Most of the adverse events were attributable to HMAs alone, not sabatolimab, with 35% of patients requiring a dose interruption, and 1% requiring a dose reduction. The most common events were either hematopoietic-related (thrombocytopenia, neutropenia, anemia) or gastrointestinal (nausea, constipation, diarrhea).

In terms of immune-mediated adverse events, only four patients experienced possible treatment-related (sabatolimab) events, leading to dose delay, reduction, or discontinuation.

In terms of clinical outcomes, the overall risk rate was 58% for MDS patients, and 42.5% for AML patients. Further data relating to efficacy and duration of response can be seen in Table 3, including data on duration of response in patients with adverse risk disease (e.g., TP53 mutations, cytogenetic poor risk, and at least one of the TP53/RUNX1/ASXL1 mutations).

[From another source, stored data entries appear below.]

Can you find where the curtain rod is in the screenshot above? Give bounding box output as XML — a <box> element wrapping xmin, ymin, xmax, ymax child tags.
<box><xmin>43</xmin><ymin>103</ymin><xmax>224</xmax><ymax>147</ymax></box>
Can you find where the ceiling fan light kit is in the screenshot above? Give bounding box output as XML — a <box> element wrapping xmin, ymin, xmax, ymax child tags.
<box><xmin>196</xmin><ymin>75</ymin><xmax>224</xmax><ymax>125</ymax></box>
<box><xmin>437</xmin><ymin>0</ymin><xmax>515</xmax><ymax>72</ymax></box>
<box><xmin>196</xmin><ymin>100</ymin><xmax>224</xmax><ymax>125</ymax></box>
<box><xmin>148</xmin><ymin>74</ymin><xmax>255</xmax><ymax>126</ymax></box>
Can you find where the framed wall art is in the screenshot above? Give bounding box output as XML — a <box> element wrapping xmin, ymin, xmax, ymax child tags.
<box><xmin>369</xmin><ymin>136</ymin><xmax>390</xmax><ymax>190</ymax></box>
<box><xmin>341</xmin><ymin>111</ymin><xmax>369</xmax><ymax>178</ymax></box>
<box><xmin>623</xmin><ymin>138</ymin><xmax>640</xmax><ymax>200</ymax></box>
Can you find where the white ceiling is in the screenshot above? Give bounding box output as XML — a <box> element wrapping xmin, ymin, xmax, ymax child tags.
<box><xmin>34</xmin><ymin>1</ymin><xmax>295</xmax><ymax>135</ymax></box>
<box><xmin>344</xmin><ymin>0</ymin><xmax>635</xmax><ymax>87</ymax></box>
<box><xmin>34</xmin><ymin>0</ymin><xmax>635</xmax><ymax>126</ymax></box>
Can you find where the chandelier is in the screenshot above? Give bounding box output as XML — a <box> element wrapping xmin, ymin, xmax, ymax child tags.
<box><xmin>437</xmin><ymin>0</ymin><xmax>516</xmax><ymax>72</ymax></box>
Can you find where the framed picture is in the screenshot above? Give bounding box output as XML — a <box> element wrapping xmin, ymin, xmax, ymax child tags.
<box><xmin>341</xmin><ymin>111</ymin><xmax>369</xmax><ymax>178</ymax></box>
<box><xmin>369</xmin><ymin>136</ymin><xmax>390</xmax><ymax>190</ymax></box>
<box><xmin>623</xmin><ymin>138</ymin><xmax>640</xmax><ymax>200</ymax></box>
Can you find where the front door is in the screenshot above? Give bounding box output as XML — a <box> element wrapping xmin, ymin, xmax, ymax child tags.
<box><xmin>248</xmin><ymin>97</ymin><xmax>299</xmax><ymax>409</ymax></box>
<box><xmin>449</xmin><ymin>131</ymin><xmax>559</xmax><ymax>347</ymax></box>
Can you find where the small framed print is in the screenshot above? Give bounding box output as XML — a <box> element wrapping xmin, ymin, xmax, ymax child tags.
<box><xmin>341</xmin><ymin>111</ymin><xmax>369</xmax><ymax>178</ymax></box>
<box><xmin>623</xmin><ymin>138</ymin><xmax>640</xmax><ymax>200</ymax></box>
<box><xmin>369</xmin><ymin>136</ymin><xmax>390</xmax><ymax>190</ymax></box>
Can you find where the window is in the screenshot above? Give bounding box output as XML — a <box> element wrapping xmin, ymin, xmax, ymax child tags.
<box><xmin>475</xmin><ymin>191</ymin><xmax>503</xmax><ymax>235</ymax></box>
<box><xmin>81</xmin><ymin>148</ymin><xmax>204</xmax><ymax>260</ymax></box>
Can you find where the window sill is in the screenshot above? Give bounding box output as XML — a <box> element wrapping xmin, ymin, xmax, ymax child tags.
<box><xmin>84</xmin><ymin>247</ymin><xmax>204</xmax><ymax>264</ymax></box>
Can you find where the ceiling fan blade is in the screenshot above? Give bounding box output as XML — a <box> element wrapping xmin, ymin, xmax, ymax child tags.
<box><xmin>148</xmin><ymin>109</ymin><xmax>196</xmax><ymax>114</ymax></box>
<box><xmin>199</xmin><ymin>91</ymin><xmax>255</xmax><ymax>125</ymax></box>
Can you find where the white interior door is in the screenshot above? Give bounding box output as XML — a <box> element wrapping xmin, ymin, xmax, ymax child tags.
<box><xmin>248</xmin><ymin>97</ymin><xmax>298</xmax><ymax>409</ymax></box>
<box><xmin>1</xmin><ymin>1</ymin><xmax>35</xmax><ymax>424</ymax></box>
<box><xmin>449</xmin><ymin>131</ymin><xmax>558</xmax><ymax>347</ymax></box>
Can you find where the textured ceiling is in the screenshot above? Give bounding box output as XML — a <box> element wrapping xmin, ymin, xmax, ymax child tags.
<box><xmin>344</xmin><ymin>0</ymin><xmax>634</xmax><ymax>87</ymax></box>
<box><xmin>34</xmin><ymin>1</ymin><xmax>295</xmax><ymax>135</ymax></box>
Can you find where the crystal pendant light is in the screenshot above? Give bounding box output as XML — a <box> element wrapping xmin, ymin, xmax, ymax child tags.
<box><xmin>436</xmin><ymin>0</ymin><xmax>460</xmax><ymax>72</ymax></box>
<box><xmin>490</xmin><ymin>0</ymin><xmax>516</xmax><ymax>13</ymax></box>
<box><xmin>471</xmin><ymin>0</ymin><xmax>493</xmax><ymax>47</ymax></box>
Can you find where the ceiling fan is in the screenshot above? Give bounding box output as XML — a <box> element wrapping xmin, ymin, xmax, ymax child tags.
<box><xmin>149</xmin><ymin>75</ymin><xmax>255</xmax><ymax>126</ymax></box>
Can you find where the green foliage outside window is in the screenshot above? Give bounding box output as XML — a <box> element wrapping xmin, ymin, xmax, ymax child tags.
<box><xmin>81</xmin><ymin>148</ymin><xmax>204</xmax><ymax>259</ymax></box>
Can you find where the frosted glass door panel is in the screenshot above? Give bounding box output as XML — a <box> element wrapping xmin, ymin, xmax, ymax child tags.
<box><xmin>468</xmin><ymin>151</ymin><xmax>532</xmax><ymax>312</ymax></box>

Table 3. Clinical outcomes and survival data for both MDS and AML patients*

AML, acute myeloid leukemia; CR, complete response; DOR, duration of response; HR, high-risk; MDS, myelodysplastic syndromes; NE, not evaluable; ORR, overall response rate; PFS, progression-free survival; vHR, very high-risk. *Adapted from Wei et al.1
Outcome	HR/vHR MDS		AML
Overall DOR, months (95% CI)	16.1 (6.7−NE)		12.6 (5.2−NE)
Estimated 12-month PFS, % (95% CI)	50.1 (27.3−69.2)		27.4 (14.5−42.0)
Patients in CR in the intention-to-treat population, %	20		25
DOR in CR, months (95% CI)	21.5 (12.1−NE)		23.0 (1.3−NE)
Mutation	ORR, %	DOR, months	ORR, %	DOR, months
TP53	71.4	14.7 (95% CI, 6.7−NE)	40	4.2 (95% CI, NE−NE)
Cytogenetic poor risk	60	12.1 (95% CI, NE−NE)	—	—
At least one of the following: TP53/RUNX1/ASXL1	67.7	16.1 months (95% CI, 3.0−NE)	53.8	12.6 months (95% CI, 1.3−NE)

Conclusion

Overall, the data from this phase Ib trial of sabatolimab with HMAs demonstrate that the combination is well tolerated in patients with poor prognosis MDS and AML. It also demonstrates that complete remission, and durable disease responses can be achieved in both patient groups, including those with adverse risk disease, such as TP53 mutations. Further phase II and phase III clinical trials are needed, and currently underway, to determine what benefit patients with poor prognosis MDS and AML could derive from this treatment combinations.